Management Buy-Outs: Care Eases Conflict of Interest by MARK HODGE

The Birmingham Post (England), June 22, 1999 | Go to article overview

Management Buy-Outs: Care Eases Conflict of Interest by MARK HODGE


An issue that should always be addressed in relation to any management buy-out is the potential conflict of interest between the personal interests of the directors as members of the management team and their duties as directors of the target company.

English law imposes on directors a fiduciary duty to the company, which requires them to act honestly and in good faith in the exercise of their powers, and in the best interests of the company as a whole.

By virtue of their position, the directors will have access to inside information relating to the company.

Such information could be used intentionally in an attempt to reduce the price or could be used in a manner which accidentally damages the value of the business. In addition, if the company (or its parent company) is quoted, this could result in the management team falling foul of its obligations not to create a false market in the company's shares.

In a buy-out situation it is imperative that the directors observe proper procedures in order to avoid any issues of conflict.

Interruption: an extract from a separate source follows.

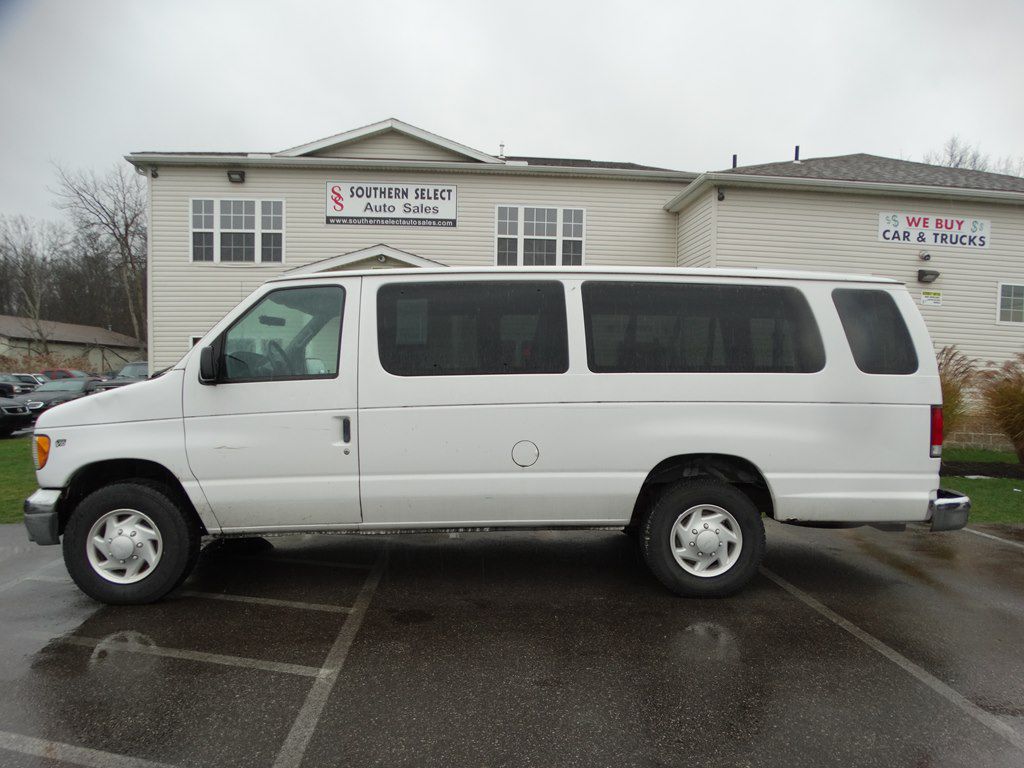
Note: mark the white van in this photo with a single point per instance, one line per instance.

These issues become particularly acute in a proposed management led buy-out of a listed company where there are competing offers.

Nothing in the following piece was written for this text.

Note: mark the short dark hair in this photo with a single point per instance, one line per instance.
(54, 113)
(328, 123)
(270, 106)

Questions may arise as to whether the management team has information that assists it in making a successful offer.

In such situations, the role of the independent non-executive directors on the board of the target company and their advisers is vitally important.

The City Code on Take-Overs and Mergers (City Code) requires the board of the target company to obtain competent and strictly independent advice as soon as possible after becoming aware that an offer may be made.

Independent directors (those not taking part in the buy-out) must be fully and competently advised by a third party.

Although there are no set guidelines when considering whether a conflict arises, the directors of the management team should consider the following.

Their ability to objectively demonstrate commercial logic and the fairness of the price offered to ensure that there can be no criticism that the buy-out team is seeking to acquire an opportunity for itself which should be made available to benefit all shareholders.

Their ability clearly and publicly to define their positions as members of the buy-out team as separate and distinct from their positions as directors of the target company. If they are unable to do this they could be leaving themselves open to accusations at a later date of lining their own pockets;

Whether those directors who are not members of the buy-out team should form a separate committee of the board - the buy-out team should be proactive in ensuring that this happens to avoid allegations of breach of fiduciary duty.

The need for the buy-out team and the sellers to obtain separate independent professional advice from the outset.

The implementation and observance of proper procedures at all times and compliance with the provisions of all relevant statutes and the articles of association.

In addition to his or her common law fiduciary duties, a director will usually have a service agreement that will often extend his or her duty to act bona fide in the interests of the company.